第6話

 移住生活が始まって、俺が最初に手掛けた大仕事は畑の開墾だった。

 まずは、伸び放題になっている雑草を刈らなければならない。

 ガレージ兼納屋には、電動刈払い機や電動チェーンソー、電動小型耕運機などが残されており、初期投資なしで農作業に取り掛かることが出来た。

 移住者講習会で刈払い機やチェーンソーの安全講習も受けていたので、独りでも除草作業には取り掛かれる。

 防刃エプロンにフェイスガードを装着し、俺は段々畑の除草に取り掛かった。


 おっかなびっくりで作業を始めたが、電動刈払い機は軽量で取り回しも良く、素人の俺でも何とか安全に使いこなせた。

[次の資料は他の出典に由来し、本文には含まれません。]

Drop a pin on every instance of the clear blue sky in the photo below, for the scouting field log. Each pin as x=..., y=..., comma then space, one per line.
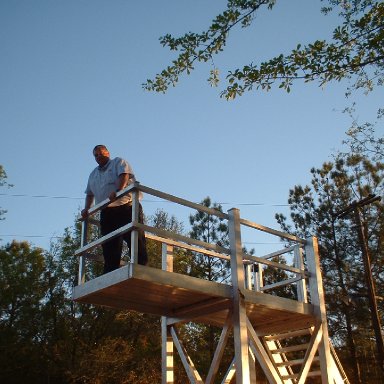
x=70, y=77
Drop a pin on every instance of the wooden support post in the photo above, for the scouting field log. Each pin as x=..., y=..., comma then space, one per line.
x=240, y=333
x=219, y=351
x=83, y=242
x=301, y=285
x=134, y=234
x=167, y=352
x=317, y=299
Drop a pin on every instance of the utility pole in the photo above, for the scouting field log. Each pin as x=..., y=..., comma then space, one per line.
x=355, y=207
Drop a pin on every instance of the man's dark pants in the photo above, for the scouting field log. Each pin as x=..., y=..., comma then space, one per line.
x=112, y=218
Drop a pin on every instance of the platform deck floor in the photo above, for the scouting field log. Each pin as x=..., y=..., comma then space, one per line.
x=153, y=291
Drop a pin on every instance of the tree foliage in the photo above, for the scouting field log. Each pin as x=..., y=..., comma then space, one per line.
x=333, y=187
x=3, y=183
x=46, y=337
x=355, y=50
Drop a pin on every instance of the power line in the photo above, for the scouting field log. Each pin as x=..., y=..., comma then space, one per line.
x=144, y=200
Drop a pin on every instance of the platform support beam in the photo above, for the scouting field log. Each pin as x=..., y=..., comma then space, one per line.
x=317, y=299
x=167, y=350
x=134, y=234
x=240, y=335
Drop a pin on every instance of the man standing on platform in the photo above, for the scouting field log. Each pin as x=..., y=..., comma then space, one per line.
x=110, y=177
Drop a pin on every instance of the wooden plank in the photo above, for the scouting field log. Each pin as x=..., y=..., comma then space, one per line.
x=262, y=228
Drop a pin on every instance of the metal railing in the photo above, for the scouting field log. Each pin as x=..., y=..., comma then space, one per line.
x=253, y=266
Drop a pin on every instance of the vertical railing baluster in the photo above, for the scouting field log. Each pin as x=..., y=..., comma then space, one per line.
x=135, y=219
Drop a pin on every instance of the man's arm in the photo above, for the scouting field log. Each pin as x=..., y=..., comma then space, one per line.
x=123, y=181
x=88, y=204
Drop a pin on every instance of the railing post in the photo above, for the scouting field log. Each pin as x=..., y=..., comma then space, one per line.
x=317, y=300
x=301, y=285
x=83, y=242
x=240, y=333
x=135, y=219
x=167, y=353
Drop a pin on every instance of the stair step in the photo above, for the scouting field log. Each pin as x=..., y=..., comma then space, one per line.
x=293, y=348
x=296, y=375
x=287, y=335
x=294, y=362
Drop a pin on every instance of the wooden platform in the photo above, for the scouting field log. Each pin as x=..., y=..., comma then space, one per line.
x=153, y=291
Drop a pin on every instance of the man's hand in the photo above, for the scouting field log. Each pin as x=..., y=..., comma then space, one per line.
x=112, y=196
x=84, y=213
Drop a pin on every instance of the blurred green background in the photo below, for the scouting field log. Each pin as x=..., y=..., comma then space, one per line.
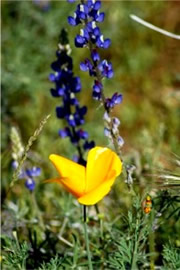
x=145, y=65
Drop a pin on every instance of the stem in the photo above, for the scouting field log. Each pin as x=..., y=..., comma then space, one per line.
x=86, y=238
x=37, y=211
x=136, y=241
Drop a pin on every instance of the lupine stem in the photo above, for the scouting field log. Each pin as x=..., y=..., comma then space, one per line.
x=99, y=78
x=86, y=238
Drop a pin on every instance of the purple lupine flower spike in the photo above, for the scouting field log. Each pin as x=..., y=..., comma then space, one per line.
x=67, y=86
x=89, y=16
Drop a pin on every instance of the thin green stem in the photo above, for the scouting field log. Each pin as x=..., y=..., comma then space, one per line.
x=86, y=238
x=136, y=242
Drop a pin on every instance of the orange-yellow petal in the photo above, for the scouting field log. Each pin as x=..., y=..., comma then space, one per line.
x=101, y=162
x=72, y=175
x=66, y=183
x=98, y=193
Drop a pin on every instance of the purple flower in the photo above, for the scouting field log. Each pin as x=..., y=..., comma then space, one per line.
x=30, y=184
x=95, y=56
x=88, y=145
x=106, y=69
x=66, y=85
x=101, y=43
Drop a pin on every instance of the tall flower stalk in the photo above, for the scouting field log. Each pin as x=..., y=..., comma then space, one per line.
x=88, y=15
x=66, y=87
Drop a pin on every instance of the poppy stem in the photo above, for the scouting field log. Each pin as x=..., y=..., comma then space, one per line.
x=86, y=238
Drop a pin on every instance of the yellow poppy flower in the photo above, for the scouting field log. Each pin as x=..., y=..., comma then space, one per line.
x=91, y=183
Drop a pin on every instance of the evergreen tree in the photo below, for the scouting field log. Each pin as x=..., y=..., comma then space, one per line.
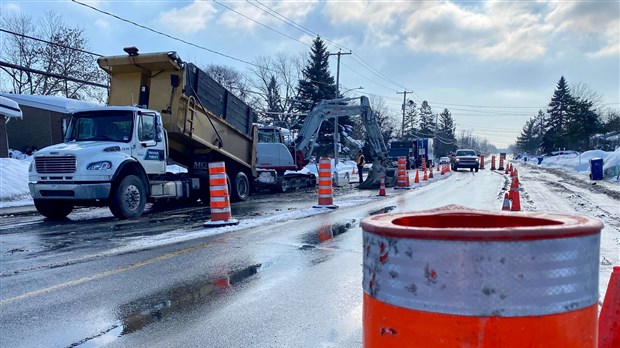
x=559, y=107
x=427, y=121
x=445, y=139
x=582, y=123
x=315, y=85
x=528, y=141
x=411, y=120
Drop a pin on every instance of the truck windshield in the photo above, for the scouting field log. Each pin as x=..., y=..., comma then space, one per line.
x=101, y=125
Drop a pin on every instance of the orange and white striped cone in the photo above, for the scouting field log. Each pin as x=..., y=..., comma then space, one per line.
x=402, y=179
x=422, y=298
x=514, y=196
x=382, y=187
x=326, y=199
x=218, y=197
x=506, y=203
x=609, y=318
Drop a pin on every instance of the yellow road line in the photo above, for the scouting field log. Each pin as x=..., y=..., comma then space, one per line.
x=104, y=274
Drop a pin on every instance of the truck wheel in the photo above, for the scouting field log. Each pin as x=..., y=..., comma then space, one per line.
x=129, y=198
x=240, y=187
x=53, y=209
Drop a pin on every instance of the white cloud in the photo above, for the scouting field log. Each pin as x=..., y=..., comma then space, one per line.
x=189, y=19
x=102, y=24
x=268, y=13
x=492, y=30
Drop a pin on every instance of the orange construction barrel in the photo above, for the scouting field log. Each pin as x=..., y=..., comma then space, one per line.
x=458, y=277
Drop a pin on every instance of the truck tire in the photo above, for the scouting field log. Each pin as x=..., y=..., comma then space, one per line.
x=128, y=199
x=240, y=187
x=53, y=209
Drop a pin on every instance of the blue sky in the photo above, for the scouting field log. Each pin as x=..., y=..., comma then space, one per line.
x=492, y=63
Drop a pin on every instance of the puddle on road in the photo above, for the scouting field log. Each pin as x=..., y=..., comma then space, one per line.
x=324, y=233
x=383, y=210
x=146, y=311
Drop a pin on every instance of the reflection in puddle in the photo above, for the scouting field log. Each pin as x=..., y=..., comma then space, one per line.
x=324, y=233
x=158, y=306
x=383, y=210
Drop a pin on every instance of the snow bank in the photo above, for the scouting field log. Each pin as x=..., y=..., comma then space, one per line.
x=580, y=162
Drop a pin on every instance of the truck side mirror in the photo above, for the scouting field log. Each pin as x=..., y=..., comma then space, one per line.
x=174, y=80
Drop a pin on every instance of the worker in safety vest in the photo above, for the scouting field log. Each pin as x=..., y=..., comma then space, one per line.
x=360, y=164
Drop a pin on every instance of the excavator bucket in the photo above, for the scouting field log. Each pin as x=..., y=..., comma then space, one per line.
x=378, y=170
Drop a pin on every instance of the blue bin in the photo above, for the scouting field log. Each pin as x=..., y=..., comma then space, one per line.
x=596, y=169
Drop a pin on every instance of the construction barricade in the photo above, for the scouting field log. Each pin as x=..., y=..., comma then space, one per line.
x=382, y=187
x=219, y=200
x=326, y=198
x=458, y=277
x=402, y=178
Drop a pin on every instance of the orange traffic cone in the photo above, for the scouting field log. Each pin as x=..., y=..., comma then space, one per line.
x=516, y=200
x=382, y=186
x=506, y=204
x=609, y=318
x=326, y=199
x=403, y=177
x=218, y=197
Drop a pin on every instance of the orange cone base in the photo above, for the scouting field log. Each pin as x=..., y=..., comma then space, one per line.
x=386, y=325
x=220, y=223
x=330, y=206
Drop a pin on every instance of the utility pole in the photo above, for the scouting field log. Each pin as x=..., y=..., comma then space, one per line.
x=402, y=127
x=336, y=133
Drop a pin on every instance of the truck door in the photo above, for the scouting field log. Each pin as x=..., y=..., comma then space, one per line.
x=150, y=149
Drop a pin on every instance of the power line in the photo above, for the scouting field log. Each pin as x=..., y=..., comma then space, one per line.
x=50, y=42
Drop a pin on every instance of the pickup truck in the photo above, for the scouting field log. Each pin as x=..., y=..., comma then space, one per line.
x=465, y=158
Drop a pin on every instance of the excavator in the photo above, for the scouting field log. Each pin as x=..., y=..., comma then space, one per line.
x=270, y=153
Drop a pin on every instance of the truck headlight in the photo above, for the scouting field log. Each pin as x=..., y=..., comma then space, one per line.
x=101, y=165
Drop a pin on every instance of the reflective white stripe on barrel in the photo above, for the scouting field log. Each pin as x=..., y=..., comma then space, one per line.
x=486, y=278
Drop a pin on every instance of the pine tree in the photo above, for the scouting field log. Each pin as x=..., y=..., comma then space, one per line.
x=558, y=110
x=445, y=140
x=528, y=141
x=318, y=84
x=411, y=120
x=427, y=121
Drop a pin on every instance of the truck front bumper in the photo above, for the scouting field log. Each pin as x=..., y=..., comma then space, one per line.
x=70, y=191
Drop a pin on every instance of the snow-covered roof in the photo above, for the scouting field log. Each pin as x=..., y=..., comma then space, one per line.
x=9, y=108
x=48, y=102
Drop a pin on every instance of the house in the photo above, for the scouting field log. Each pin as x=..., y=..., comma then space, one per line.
x=8, y=109
x=44, y=121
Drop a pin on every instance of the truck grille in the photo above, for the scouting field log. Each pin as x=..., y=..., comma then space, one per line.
x=53, y=165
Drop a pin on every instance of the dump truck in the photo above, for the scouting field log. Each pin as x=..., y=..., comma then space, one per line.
x=162, y=111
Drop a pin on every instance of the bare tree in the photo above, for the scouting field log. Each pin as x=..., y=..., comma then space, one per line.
x=285, y=69
x=50, y=58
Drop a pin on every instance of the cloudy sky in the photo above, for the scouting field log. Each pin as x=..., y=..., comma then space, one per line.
x=493, y=64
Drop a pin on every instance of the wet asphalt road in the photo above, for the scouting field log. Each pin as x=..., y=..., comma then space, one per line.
x=285, y=283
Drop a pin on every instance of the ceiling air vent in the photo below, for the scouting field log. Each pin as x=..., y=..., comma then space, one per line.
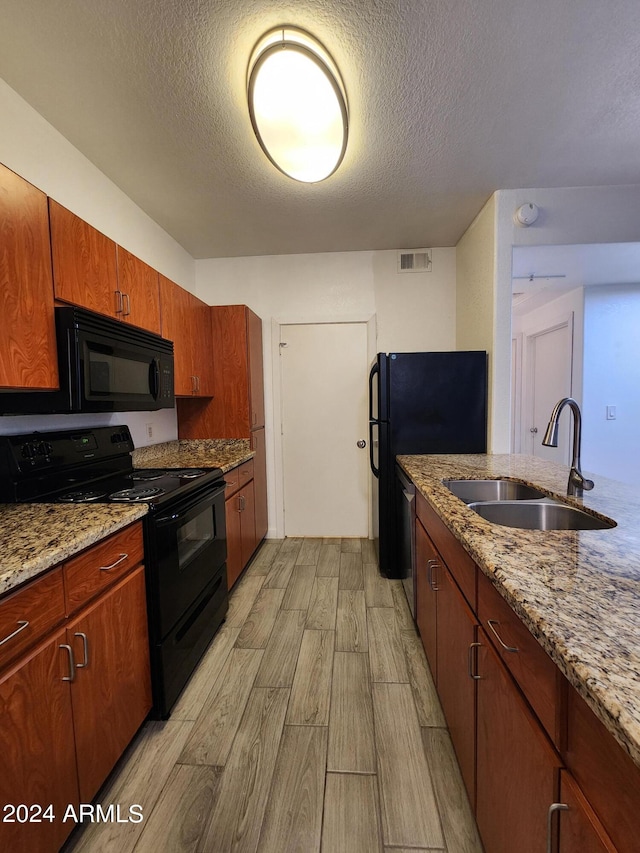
x=414, y=260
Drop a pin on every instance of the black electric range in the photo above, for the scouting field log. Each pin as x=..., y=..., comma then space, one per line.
x=184, y=533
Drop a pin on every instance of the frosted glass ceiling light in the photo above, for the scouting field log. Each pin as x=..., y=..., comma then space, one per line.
x=298, y=104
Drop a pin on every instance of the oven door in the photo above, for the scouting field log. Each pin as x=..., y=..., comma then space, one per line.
x=186, y=548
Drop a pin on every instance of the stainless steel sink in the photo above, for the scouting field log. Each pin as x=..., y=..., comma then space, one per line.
x=539, y=515
x=471, y=491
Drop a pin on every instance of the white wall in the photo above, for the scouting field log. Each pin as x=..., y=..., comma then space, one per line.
x=30, y=146
x=567, y=215
x=544, y=316
x=414, y=311
x=611, y=378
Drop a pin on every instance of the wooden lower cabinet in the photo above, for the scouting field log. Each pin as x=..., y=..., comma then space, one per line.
x=37, y=750
x=240, y=515
x=457, y=627
x=578, y=830
x=517, y=768
x=111, y=693
x=74, y=698
x=426, y=597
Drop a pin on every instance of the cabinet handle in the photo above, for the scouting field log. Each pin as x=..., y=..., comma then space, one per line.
x=554, y=807
x=431, y=565
x=123, y=557
x=472, y=646
x=72, y=663
x=23, y=624
x=491, y=623
x=85, y=645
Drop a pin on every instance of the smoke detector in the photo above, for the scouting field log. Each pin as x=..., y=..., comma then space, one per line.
x=526, y=214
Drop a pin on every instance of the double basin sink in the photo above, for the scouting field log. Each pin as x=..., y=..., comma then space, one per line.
x=514, y=504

 一段の畑を除草するのに30分程度時間を要し、仕上がった結果は見事な虎刈りになってしまっていた。

 まあ、最初だから仕方ない。

 二段目の畑を除草するのに更に30分、一段目の仕上がりよりましな出来だったが、そこでバッテリーが切れた。

 予備のバッテリーもあるのだが充電していなかった。


 除草作業は畑に二段分で終了し、刈り取った草を畑の隅に避けておく。

 続いて、小型の電動耕運機を持ち出して除草した畑を荒く耕す。

 傾斜地の段々畑であるので大型の農機を使うことは出来ず、家庭用の手押し式小型耕運機で対応するしかない。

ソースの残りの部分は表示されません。